Penchons-nous maintenant sur les enfants du couple. Le fils
aîné, prénommé François lui aussi, se marie à la toute fin du règne du
Roi-Soleil, en février 1713. Il a vingt-six ans et il épouse une certaine
Jeanne Lanier, déjà veuve de François Ardouin ou Hardouin, selon les scripteurs.
Source AD Mayenne Bazouges BMS 1703-1719 vue 178/265 |
Et c'est là que je découvre ce paragraphe dans l'acte de
mariage : "Jeanne Lanier veuve de François Ardouin ainsi qu'il nous
est aparu (sic) par le certificat de l'extrait du registre général des
chiourmes des galères de la ? signé François Rozel coner du roy
commissaire ordonnateur de la marine et des galères à Marseille le 13e
octobre 1712". Un mot m'échappe, mais le reste de la phrase ne fait
aucun doute.
Peste ! Pour ceux qui l'ignoreraient (moi, jusqu'à
présent), le mot chiourme vient de
l'italien ciurma et désigne l'équipe
de rameurs d'une galère, dixit le Petit Larousse illustré. Mon premier
galérien !
Un détour par le Dictionnaire de l'Ancien Régime nous
apprend qu'il en existait trois catégories : les volontaires (en voie de
disparition, on se demande pourquoi), les esclaves originaires de l'Empire
ottoman et les forçats. Ces derniers provenaient des geôles du royaume et
étaient convoyés enchaînés jusqu'à Marseille. Marqués au fer rouge des lettres
GAL sur l'épaule droite.
Pour la période qui nous intéresse, entre 1680 et 1715, ces
forçats étaient constitués pour une petite moitié de soldats déserteurs, pour
un tiers de prisonniers de droit commun, pour plus de 15 % de
faux-sauniers et pour 4 % de protestants (après la Révocation de l'Edit de
Nantes). Plus de 38 000 furent envoyés à Marseille, plus de la moitié
mourut à la peine…
Galères par Pierre Puget vers 1665 Source Wikimedia Commons |
J'ignore à quelle catégorie rattacher François Ardouin. Et une
autre question subsiste : quelqu'un sait où ces registres des chiourmes peuvent
être consultés ?
Intéressante découverte !
RépondreSupprimerSelon le livre "Vos ancêtres à travers les archives militaires", les registres matriculaires des galères de Marseille sont conservés par le SHD à Toulon (périodes 1670-1674 et 1682-1748).
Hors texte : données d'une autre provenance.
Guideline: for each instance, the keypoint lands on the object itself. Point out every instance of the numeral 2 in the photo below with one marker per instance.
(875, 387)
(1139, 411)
J'espère que tu pourras trouver des informations à son sujet, et nous raconter tout ça !
Elise
Tu as raison. Je suis allée acheter ce livre le mois dernier, directement au SHD de Vincennes puisque j'habite à proximité, et je n'ai pas eu le réflexe de le consulter ! Merci pour le tuyau. Un seul hic : quand irai-je à Toulon ? Il va falloir faire appel à un ou une bénévole…
SupprimerVraiment excitant !
RépondreSupprimer(Pour le mot pas trouvé je crois que c'est "des galères de sa majesté",pas très important donc).
Bien sûr ! Dans un premier temps, j'avais lu "la maiene", ce qui me paraissait invraisemblable, et je n'avais pas pensé à "sa majesté". Merci d'avoir éclairé ma lanterne.
SupprimerBelle piste à explorer. Dans un premier temps, ce qui m'amuse c'est de voir ce patronyme HARDOUIN à Bazouges, dans la périphérie des ancêtres HARDOUIN de Rosita. Encore un cousinage? Une bonne piste pour lui donner l'envie de plonger dans la marmite des ancêtres ! Dés qu'elle prendra sa retraite.... encore remise de 3 mois.